Don't get me wrong, it's not like it's impossible to do better, but nowadays I'd be more surprised to see Google beat an Amazon offer anywhere above entry-level rather than the reverse.

> At what point does the candidate pool simply run out of experienced people for these companies to hire? There's always going to be new grads and junior engineers entering the market, ready to sacrifice the prime years of their lives for the good of the company, but the demand for experienced engineers and other staff has never been higher. Where are they finding these people that aren't aware of the toxic work environment?

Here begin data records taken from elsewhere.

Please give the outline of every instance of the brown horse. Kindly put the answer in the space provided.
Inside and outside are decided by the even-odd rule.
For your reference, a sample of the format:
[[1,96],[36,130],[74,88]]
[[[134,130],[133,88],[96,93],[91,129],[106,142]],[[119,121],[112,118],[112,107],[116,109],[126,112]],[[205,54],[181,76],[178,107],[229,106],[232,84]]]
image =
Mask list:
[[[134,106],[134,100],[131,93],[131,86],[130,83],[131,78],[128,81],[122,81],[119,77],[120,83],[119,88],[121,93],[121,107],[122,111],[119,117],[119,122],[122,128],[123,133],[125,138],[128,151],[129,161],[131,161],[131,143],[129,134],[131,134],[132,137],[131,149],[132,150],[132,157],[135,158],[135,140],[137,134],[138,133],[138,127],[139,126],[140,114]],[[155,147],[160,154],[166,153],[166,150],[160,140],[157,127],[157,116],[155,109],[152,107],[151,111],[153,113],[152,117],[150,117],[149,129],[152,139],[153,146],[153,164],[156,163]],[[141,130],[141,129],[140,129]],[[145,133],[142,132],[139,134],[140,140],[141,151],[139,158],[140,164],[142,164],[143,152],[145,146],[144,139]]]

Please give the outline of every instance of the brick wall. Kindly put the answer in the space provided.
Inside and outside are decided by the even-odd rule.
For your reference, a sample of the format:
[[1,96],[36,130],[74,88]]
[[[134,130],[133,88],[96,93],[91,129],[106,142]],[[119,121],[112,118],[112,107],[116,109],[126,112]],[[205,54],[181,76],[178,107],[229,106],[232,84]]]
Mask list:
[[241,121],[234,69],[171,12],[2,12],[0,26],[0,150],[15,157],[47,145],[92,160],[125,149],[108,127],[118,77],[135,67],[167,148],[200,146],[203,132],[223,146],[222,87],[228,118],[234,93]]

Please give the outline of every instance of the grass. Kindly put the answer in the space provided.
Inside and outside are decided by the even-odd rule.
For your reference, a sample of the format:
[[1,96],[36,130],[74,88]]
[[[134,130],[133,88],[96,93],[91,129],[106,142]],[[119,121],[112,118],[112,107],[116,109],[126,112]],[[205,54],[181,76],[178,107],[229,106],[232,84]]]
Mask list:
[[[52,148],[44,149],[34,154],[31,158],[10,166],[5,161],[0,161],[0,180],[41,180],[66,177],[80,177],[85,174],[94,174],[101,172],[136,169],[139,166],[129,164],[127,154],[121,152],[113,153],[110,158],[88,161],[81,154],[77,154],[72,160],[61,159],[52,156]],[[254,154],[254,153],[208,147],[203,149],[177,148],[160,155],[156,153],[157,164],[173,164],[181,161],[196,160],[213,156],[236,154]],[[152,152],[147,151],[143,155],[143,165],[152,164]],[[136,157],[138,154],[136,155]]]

Or are they aware and that fat TC is just too great to ignore?

There are a fair number of people out there who are either not careful or who think that somehow "things will be different for them" (e.g. assume they're some better-than-average person who can make it work, and that most of the horror stories are from people who just weren't as good as they are).

> I can't believe that the leadership of these companies fail to see the damage to their brand amongst potential employees. They're treading a very fine line between "How do we force the most out of our employees for profit?" and "What do we do when we can't get anyone to work for us any more?" I think we're starting to see the scale tip toward the later.

There a lot of things that work well until they suddenly don't. Maybe they're falsely reassured that since it hadn't caught up to them yet, so it won't catch up with them ever. Sort of like people who believe in technological progress, know about a lot of cases where technology pulled a rabbit out of a hat and saved the day (e.g. the Green Revolution [1]), so downplay alarm over threats as insufficiently optimistic because they assume a rabbit will be found in a new hat before the threat manifests itself.

Also, a company culture can be extremely difficult to change once it's established itself.

[1] https://en.wikipedia.org/wiki/Green_Revolution

The bottom end companies are completely drained of talent right now. You have people getting hired for jobs who could be out performed by someone with 6 months training/practice.

So the top end companies with VC money or huge bank accounts get a wealth of talent while everyone else is thankful they have a web developer who knows the difference between margin and padding or what responsive design means.

Not surprised, I did this a few years ago to travel between 2019-2020. Are they really capping cash comp at $160k after all the recent inflation? Didn't they remove "frugality" from the leadership principles?

The "golden handcuffs" stock vesting is what it is, but I think that when people burn out, they're probably more concerned with their personal situation than a 5-6 figure sum over 2-3 years.

It's also high-pressure work in high-CoL areas. IIRC, they're used to high turnover.

This isn't a surprise anymore; there are a lot of chatters and news articles implying the gradual loss of their employees' morale.